日付が変わろうとしていた。目の前のグラスに注がれたコーラは汗をかいて気も抜けて、これ以上手をつける気になれなかった。HiMERUの、きれいに整頓された部屋はまだ少し居心地が悪く、わたしはしきりに袖口を伸ばす。
 彼といるのは楽しく、どうしようもなく愛おしく、あたたかい気持ちになる。ただ、それとこのきまりの悪い感じはべつなのだ。まだ数回しか訪れたことのない男の部屋と、更けた夜のしんとした空気とが、面はゆいのは彼も同じだろう。

「コップ、下げますね」

 HiMERUはキッチンへと向かい、取り残されたわたしはスマホの通知を確認するふりして時計を垣間見た。帰るなら今だし、何にも気づかなかったふりをするのも今だった。まだキスもしていない実りのない日だというのに、今日はあいにく平日のど真ん中で、どちらを取るにも悩ましくわたしは窓の外を見る。

「ねえ」

 HiMERUは足音もなく戻ってきて、気づけばわたしは彼の腕の中にいた。鼓膜を低い声がゆさぶり、後ろからゆるくわたしを抱きしめる腕はどこか緊張を孕んでいた。肩口にかかる細い髪からはほのかにこの部屋と同じ匂いがする。

「今日って、」

 終電を逃すつもりとか、あったりするんですか。
 小さい声で、HiMERUは言った。緊張してるのか、気恥ずかしいのか両方なのか、どことなく震えていて。彼の表情を想像して少しだけ笑ってしまいそうになる。わたしがなんにも言わないでいるからHiMERUはさらにぎゅう、とわたしを強く抱きすくめた。
 彼は結構、かわいいのだ。帰す気がないならそうと、正面から言えばいいのに。

「ない…って言ったら、どうするの?」

 ちょっとだけ意地悪を言ってみたくなる。また見えない彼の表情を思い浮かべた。シンプルなシルバーリングを嵌めた指に手を滑らせてみると、HiMERUはまたちょっとだけ回した腕に力を込めた。

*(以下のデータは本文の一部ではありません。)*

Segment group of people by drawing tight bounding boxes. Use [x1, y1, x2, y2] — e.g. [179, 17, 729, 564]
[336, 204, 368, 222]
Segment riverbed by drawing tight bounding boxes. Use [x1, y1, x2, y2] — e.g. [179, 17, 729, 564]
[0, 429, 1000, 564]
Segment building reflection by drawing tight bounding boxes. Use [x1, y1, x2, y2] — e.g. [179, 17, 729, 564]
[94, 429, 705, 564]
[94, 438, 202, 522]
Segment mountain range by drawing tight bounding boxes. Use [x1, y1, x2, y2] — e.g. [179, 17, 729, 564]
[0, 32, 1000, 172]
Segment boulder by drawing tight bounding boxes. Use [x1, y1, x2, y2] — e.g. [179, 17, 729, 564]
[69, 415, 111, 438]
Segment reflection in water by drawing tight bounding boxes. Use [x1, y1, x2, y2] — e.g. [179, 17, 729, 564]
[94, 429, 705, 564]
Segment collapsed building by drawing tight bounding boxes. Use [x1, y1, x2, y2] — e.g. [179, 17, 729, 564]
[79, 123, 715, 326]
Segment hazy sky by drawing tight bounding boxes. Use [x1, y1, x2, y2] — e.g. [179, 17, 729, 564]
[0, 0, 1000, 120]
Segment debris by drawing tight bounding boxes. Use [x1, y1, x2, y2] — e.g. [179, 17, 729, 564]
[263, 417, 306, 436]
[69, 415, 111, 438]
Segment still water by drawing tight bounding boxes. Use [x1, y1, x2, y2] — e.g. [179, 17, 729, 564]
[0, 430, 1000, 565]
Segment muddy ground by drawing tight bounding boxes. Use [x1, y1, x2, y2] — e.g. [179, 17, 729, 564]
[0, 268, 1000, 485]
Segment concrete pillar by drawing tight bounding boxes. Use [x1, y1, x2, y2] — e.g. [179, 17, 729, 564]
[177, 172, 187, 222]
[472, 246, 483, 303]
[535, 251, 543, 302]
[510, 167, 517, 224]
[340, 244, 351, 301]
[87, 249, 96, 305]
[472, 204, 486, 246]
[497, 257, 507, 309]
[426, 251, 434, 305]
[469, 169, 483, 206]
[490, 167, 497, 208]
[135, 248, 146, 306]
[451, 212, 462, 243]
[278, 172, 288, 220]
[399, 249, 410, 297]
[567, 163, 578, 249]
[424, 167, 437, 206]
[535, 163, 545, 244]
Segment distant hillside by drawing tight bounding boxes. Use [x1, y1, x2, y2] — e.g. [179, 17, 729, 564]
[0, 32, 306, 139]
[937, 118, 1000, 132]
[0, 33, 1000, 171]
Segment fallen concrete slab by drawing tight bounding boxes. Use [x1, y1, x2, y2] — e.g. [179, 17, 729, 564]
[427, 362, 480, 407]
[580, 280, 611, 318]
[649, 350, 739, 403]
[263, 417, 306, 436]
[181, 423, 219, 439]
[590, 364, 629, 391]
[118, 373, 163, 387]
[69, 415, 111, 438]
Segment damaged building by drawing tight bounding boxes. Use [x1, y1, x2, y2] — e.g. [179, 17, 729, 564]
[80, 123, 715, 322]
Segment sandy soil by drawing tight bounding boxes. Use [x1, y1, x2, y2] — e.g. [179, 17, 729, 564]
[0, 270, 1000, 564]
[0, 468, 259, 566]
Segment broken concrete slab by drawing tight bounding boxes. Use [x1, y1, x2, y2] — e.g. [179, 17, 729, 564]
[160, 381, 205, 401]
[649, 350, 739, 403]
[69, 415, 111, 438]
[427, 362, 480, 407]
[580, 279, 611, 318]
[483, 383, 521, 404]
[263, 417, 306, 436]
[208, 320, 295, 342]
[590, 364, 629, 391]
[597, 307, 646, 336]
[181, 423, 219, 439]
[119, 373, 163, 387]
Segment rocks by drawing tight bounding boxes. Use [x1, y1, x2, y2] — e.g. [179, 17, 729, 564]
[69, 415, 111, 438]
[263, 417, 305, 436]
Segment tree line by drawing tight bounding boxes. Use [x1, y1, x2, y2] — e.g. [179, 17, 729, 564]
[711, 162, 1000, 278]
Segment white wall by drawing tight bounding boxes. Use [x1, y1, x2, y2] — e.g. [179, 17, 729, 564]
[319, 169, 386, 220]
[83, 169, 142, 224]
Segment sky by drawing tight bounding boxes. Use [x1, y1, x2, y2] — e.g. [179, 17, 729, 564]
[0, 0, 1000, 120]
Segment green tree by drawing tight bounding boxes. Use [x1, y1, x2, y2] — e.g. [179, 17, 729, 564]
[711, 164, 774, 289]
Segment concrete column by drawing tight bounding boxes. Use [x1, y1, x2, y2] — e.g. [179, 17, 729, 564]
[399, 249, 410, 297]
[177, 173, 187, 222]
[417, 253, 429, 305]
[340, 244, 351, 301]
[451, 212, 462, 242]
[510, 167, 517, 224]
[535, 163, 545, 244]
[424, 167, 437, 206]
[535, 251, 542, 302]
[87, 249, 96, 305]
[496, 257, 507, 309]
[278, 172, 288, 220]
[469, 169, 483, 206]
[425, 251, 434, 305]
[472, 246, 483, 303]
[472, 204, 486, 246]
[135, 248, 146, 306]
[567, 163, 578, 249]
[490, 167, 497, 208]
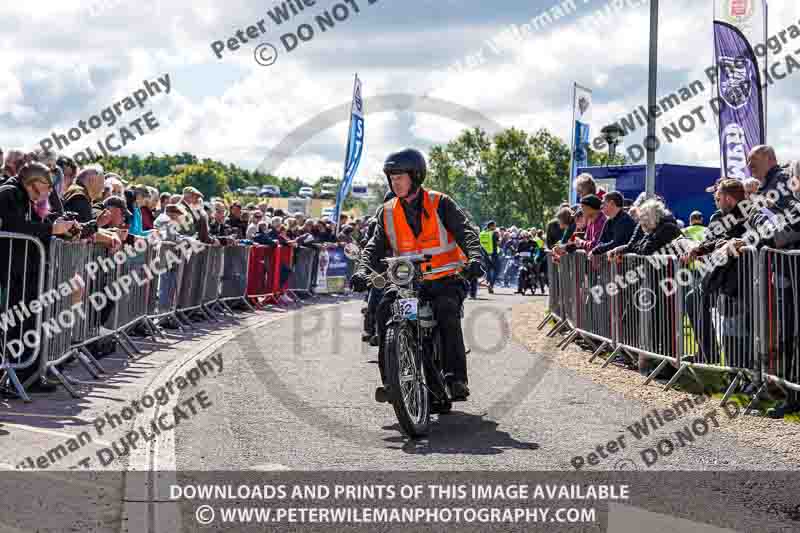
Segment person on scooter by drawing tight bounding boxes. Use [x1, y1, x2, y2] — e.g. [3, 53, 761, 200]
[350, 149, 483, 401]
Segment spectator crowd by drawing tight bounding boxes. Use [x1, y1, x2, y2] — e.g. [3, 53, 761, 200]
[544, 146, 800, 418]
[0, 150, 370, 389]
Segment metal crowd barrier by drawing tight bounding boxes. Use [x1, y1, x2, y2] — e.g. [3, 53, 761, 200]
[39, 238, 106, 396]
[538, 253, 563, 330]
[148, 241, 190, 332]
[288, 246, 319, 296]
[603, 254, 683, 388]
[0, 231, 45, 402]
[753, 248, 800, 408]
[0, 232, 318, 401]
[540, 247, 764, 401]
[218, 245, 254, 312]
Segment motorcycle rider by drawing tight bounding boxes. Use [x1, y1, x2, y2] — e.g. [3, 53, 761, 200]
[350, 148, 483, 401]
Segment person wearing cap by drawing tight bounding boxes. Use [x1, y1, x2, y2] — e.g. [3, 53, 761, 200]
[245, 209, 264, 240]
[0, 150, 25, 184]
[575, 194, 606, 252]
[226, 202, 247, 239]
[97, 196, 133, 228]
[683, 211, 706, 242]
[178, 187, 215, 244]
[589, 191, 636, 255]
[153, 203, 184, 242]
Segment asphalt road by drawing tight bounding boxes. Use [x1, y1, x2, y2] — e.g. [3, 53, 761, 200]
[176, 291, 782, 471]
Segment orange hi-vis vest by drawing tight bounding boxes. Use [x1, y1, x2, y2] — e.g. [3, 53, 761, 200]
[383, 191, 467, 280]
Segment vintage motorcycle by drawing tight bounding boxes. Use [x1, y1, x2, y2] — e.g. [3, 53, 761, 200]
[345, 246, 452, 438]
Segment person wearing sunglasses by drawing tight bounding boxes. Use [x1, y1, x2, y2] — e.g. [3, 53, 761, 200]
[0, 162, 80, 390]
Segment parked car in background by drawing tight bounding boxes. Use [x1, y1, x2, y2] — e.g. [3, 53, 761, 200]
[319, 183, 339, 198]
[258, 185, 281, 198]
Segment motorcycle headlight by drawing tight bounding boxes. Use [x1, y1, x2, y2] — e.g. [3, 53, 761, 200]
[387, 261, 414, 285]
[344, 242, 361, 261]
[370, 275, 386, 290]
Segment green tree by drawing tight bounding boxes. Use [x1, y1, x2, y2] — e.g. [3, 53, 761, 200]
[175, 161, 228, 198]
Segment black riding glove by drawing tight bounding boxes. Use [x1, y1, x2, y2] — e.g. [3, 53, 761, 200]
[464, 261, 486, 279]
[350, 272, 369, 292]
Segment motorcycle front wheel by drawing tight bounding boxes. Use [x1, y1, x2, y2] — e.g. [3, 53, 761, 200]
[384, 322, 431, 438]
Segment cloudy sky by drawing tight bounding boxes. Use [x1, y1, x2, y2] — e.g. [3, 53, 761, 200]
[0, 0, 800, 185]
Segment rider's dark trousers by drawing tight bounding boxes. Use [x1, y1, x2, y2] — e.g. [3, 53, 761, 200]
[377, 278, 467, 383]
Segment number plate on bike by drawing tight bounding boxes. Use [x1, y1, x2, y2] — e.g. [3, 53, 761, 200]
[397, 298, 419, 320]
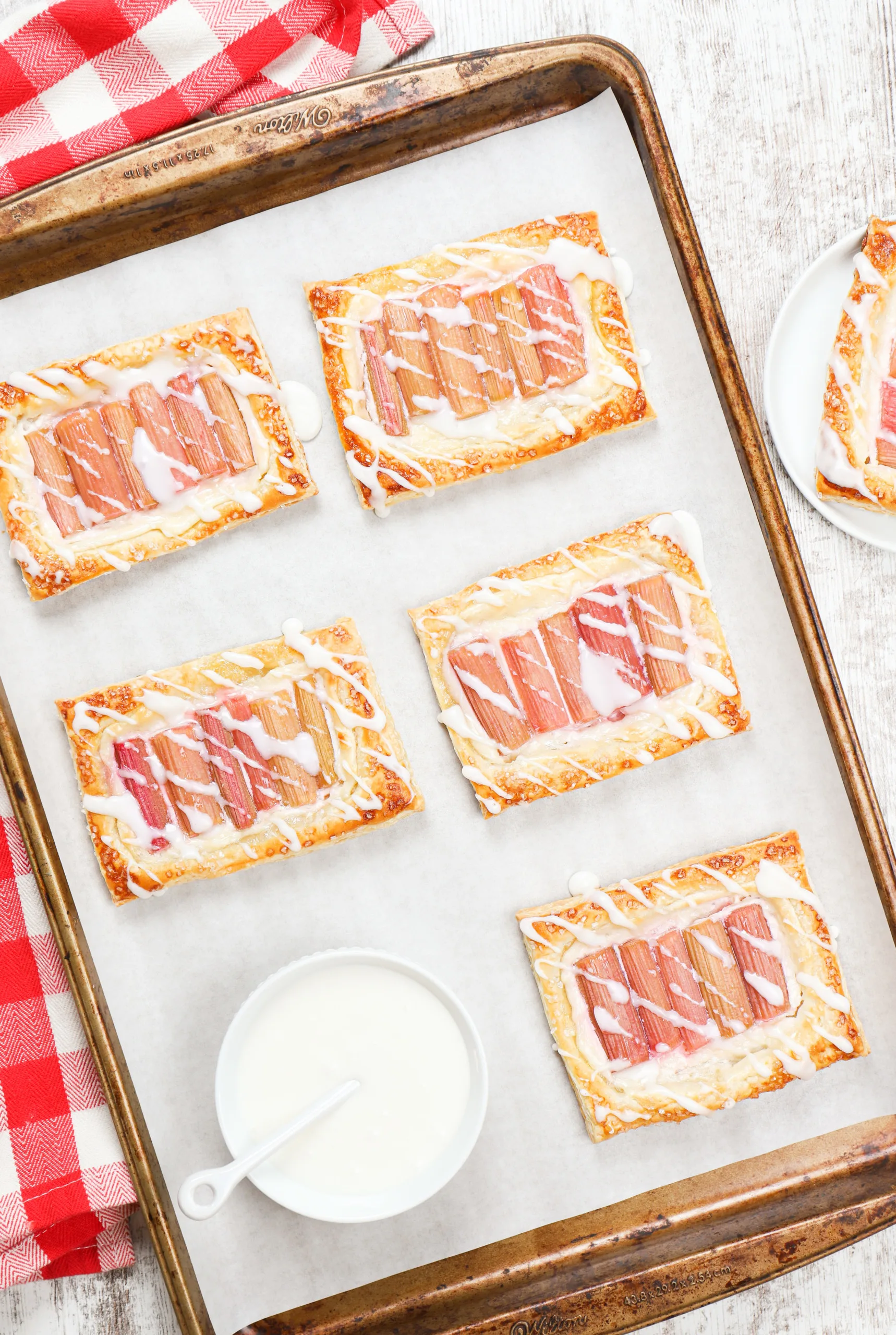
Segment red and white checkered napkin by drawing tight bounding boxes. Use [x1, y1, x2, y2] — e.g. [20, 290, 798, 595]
[0, 784, 136, 1288]
[0, 0, 433, 196]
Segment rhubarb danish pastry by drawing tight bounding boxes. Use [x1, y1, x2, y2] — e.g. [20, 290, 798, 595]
[56, 618, 423, 904]
[0, 310, 317, 598]
[517, 830, 868, 1140]
[306, 214, 655, 514]
[815, 217, 896, 511]
[410, 510, 749, 816]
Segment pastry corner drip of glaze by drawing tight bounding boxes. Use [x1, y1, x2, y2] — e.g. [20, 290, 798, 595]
[0, 310, 320, 598]
[306, 214, 653, 518]
[816, 216, 896, 513]
[517, 830, 868, 1140]
[411, 511, 749, 816]
[57, 620, 423, 901]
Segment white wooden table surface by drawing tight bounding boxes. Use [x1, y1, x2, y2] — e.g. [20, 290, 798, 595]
[0, 0, 896, 1335]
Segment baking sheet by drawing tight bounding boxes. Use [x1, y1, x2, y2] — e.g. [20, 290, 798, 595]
[0, 93, 896, 1335]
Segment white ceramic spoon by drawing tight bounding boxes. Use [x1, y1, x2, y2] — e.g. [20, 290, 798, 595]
[178, 1080, 360, 1219]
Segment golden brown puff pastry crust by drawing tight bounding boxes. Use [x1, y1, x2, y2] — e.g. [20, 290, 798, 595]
[305, 214, 656, 511]
[0, 307, 318, 599]
[408, 511, 749, 818]
[517, 830, 868, 1142]
[56, 617, 423, 904]
[815, 217, 896, 511]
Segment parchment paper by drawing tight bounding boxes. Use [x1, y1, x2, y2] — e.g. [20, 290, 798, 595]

「帰ってほしくないと、引き止めるつもりでした。……最初からそう言えばよかった?」

 わたしは振り返ってかわいい恋人の顔を見る。少しだけ赤くなっていて、思わず口元が緩んだ。

「顔赤いね」
「うるさいですよ」
「だって。意外とかわいいこと言うんだね」
「……どうしても名残惜しくて」
「わたしも、帰してほしくなかった」

 ようやくキスをした。明日のことは全て忘れることにする。夜は長いし、わたしたちは若いのだ。